Dalam pengantar tema festival pada ARKIPEL 2020 “Twilight Zone” dikatakan bahwa zona temaram, suatu zona transisi terang dan gelap, adalah “zona pembesaran yang memungkinkan indera kita membingkai dengan kepekaan”. Sehingga kemungkinan itu menghasilkan adanya citra-citra yang “...mengaburkan sekaligus memperjelas lihatan yang telah ditentukan sebelumnya. Membuat kita perlu membongkar lagi, dengan berbekal pertanyaan, yang manakah yang sesungguhnya; yang ada di layar di hadapan mata atau yang ada di hadapan lensa? Maka, dalam zona temaram, hubungan antara mata, lensa, dan layar senantiasa adalah hubungan yang memuslihatkan.”

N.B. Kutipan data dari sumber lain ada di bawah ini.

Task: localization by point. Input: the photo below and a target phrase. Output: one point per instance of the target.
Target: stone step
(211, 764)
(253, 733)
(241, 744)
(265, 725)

Setelah selama setahun membicarakan zona yang temaram, akan tepat bagi Forum Festival ARKIPEL 2021 untuk membicarakan apa yang terjadi pada zona tersebut. Mungkin, pada zona tersebut terjadi masa inkubasi. “Inkubasi” adalah kata-kata yang sering sekali didengar di masa pandemi ini, yang artinya adalah selang waktu yang menjadi penentu apakah sesuatu akan berlipat ganda dan menyerang, ataukah ia akan mati. Pada masa inkubasi, terjadi kemungkinankemungkinan pada substrat yang berada dalam ruang gelap, yang tidak akan terjadi pada ruang yang disinari cahaya matahari. Untuk itu, Forum Festival tahun ini akan membicarakan soal apa yang muncul (emerge) dari sebuah krisis atau keadaan darurat (emergency). Ia bisa berupa estetika bahasa sinema. Estetika itu sendiri juga berkaitan erat dengan cara menonton hari ini, dan oleh karena itu juga berkaitan dengan teknologinya. Walaupun teknologi internet telah marak digunakan sejak awal 2000-an, pandemi membuat teknologi berkembang semakin pesat dan penggunaannya semakin marak dan masif digunakan sehingga turut memberikan kontribusi besar kepada perubahan cara menonton sekarang, dan juga perubahan cara manusia menjalani hidupnya.

Perkembangan teknologi dan perubahan moda persepsi tersebut dapat mengemansipasi saat itu dipakai sebagai alat untuk mencurigai realitas sehingga berpotensi memunculkan daya kritis. Kritisisme dalam bentuk bagaimana manusia bersikap terhadap teknologi melahirkan aksi-aksi resistansi, seperti memakai konsep jejaring yang menuntut demistifikasi kuasa dalam penggunaan internet yang eksploitatif.

Perubahan moda persepsi ini juga merupakan tantangan tersendiri. Biasanya, gerakan sosial banyak menuntut gerakan fisik. Akan tetapi dengan adanya krisis ini, konsep gerakan sosial juga harus ditinjau kembali. Dengan ruang gerak yang terbatas, gerakan sosial yang ada di digital—sesuatu yang tadinya hanya dianggap sebagai pelengkap—sekarang menjadi peristiwa utama. Banyaknya gerakan di Indonesia dari dapur umum hingga pertukaran informasi di media sosial mengingatkan bahwa manusia dapat hidup dengan sistem yang ia buat sendiri tanpa harus bersitegang dengan sistem dominan, dan juga tanpa harus menganggap bahwa sistem “kecil” tersebut adalah sesuatu yang “lain” karena nyatanya sistem kecil yang ternyata lebih kontekstual tersebut lah yang membuat kita resistan untuk tetap hidup.